Giter Site home page Giter Site logo

Boost vs GSL about vinecopulib HOT 11 CLOSED

vinecopulib avatar vinecopulib commented on June 3, 2024 1
Boost vs GSL

from vinecopulib.

Comments (11)

tnagler avatar tnagler commented on June 3, 2024

Could you post some numbers on

  • how the speed ratio is affected by the sample size,
  • how the speed compares for fit() and select()?

from vinecopulib.

tnagler avatar tnagler commented on June 3, 2024

Just for reference: with the current version (a783e0d) I get

  • dnorm(): 0.014298 (boost) vs 0.005876 (gsl)
  • pnorm(): 0.017728 (boost) vs 0.004371 (gsl)
  • qnorm(): 0.019062 (boost) vs 0.005081 (gsl)

from vinecopulib.

slayoo avatar slayoo commented on June 3, 2024

Have you compiled the Boost version with the same optimisations as the GSL .so was compiled with? Trying with "-Ofast -march=native" I see Boost being almost twice faster than GSL (dnorm).
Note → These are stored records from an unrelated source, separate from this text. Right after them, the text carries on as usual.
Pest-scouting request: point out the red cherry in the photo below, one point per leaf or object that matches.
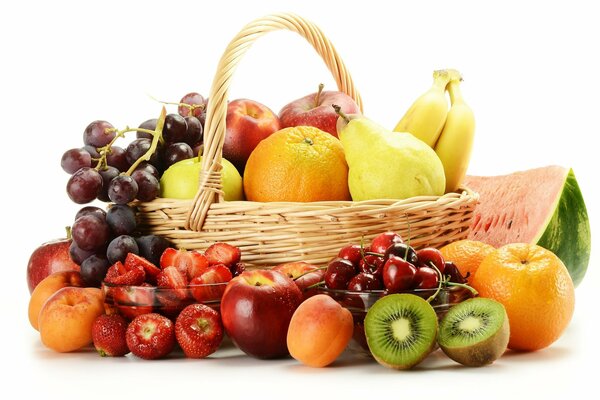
(351, 253)
(371, 265)
(338, 274)
(426, 278)
(430, 255)
(398, 274)
(364, 281)
(381, 242)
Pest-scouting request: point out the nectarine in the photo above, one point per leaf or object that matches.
(66, 318)
(47, 287)
(319, 331)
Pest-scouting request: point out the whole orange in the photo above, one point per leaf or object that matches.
(299, 163)
(467, 255)
(536, 290)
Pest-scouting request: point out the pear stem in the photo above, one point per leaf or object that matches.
(339, 112)
(318, 95)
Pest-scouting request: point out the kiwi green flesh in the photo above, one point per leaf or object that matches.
(401, 330)
(475, 332)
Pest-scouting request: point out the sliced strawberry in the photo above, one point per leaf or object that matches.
(133, 260)
(223, 253)
(209, 286)
(171, 278)
(193, 262)
(132, 301)
(118, 274)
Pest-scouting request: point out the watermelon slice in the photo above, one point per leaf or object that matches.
(542, 206)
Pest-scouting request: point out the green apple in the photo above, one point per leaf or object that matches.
(181, 180)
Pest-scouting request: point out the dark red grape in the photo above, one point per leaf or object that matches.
(193, 99)
(338, 274)
(430, 255)
(93, 270)
(364, 281)
(117, 157)
(119, 247)
(108, 174)
(148, 185)
(194, 131)
(175, 128)
(398, 274)
(381, 242)
(74, 159)
(137, 148)
(426, 278)
(93, 210)
(149, 124)
(121, 219)
(402, 250)
(78, 255)
(146, 166)
(84, 185)
(177, 152)
(122, 189)
(98, 134)
(90, 233)
(151, 247)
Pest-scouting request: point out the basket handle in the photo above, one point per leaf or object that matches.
(210, 189)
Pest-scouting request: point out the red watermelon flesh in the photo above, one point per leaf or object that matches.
(543, 206)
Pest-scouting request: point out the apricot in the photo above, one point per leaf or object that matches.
(66, 318)
(319, 331)
(46, 288)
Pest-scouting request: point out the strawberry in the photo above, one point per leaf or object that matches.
(118, 274)
(132, 301)
(108, 335)
(193, 262)
(223, 253)
(133, 260)
(199, 330)
(150, 336)
(209, 286)
(173, 278)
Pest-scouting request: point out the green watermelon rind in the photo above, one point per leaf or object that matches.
(567, 233)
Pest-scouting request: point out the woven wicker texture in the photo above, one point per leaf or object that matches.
(272, 233)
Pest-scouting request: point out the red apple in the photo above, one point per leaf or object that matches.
(50, 257)
(316, 110)
(256, 309)
(303, 274)
(248, 122)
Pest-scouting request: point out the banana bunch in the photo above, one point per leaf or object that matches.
(449, 131)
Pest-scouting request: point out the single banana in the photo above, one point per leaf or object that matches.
(456, 140)
(426, 116)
Without optimisations, I do see similar results as reported above.

#include <functional>
#include <gsl/gsl_cdf.h>
#include <gsl/gsl_randist.h>

template<typename T> T dnorm_gsl(const T& x)
{
    return x.unaryExpr(std::ptr_fun(gsl_ran_ugaussian_pdf));
};


#include <boost/bind.hpp>
#include <boost/math/distributions.hpp>
#include <boost/function.hpp>

template<typename T> T dnorm(const T& x)
{
    boost::math::normal std_normal;
    return x.unaryExpr(boost::bind<double>(boost::math::pdf<boost::math::normal,double>, std_normal, _1));
};


#include <chrono>
#include <iostream>
template <typename T>
void time(const std::string label, const T &it)
{
    auto start = std::chrono::high_resolution_clock::now();
    it();
    auto finish = std::chrono::high_resolution_clock::now();
    std::chrono::duration<double> elapsed = finish - start;
    std::cout << label << "Elapsed time: " << elapsed.count() << " s\n";
}


#include <Eigen/Dense>

int main()
{
    Eigen::MatrixXd m(10000, 10000);

    time("Boost:", [m]{ auto a = dnorm(m); });
    time("GSL:  ", [m]{ auto b = dnorm_gsl(m); });
}

Usage:

$ clang++-3.6 -Ofast -march=native -std=c++11 -lgsl -lblas test_boost_vs_gsl.cpp
$ ./a.out
Boost:Elapsed time: 1.10801 s
GSL:  Elapsed time: 1.74596 s

$ clang++-3.6 -std=c++11 -lgsl -lblas test_boost_vs_gsl.cpp           
$ ./a.out
Boost:Elapsed time: 11.6608 s
GSL:  Elapsed time: 4.20882 s

from vinecopulib.

tvatter avatar tvatter commented on June 3, 2024

OK, so I changed the release flags (line 8 of compilerDefOpt.cmake) to use -Ofast -march=native instead of -O3:

Boost:Elapsed time: 1.16187 s
GSL:  Elapsed time: 0.929747 s

When using the debug flags (line 7 of compilerDefOpt.cmake), namely -g -O0 -DDEBUG -fsanitize=address -fno-omit-frame-pointer, I get:

Boost:Elapsed time: 21.7116 s
GSL:  Elapsed time: 4.15891 s

Turns out that:

  • I ran all my tests with the debug version.
  • Boost is still slower than GSL but it's not that bad.

from vinecopulib.

slayoo avatar slayoo commented on June 3, 2024

Re GSL vs. Boost in debug mode: are you linking with debug version of GSL for the benchmark? Otherwise it's an unfair comparison as the number crunching might actually happen in optimised GSL code from the precompiled shared library.

Re flags, perhaps it's worth to add -DNDEBUG to CMAKE_CXX_FLAGS_RELEASE as well.

HTH,
Sylwester

from vinecopulib.

tvatter avatar tvatter commented on June 3, 2024

No, GSL is the release version and it's indeed an unfair comparison. Actually, I was especially interested in the number for our release version (compiled with O3).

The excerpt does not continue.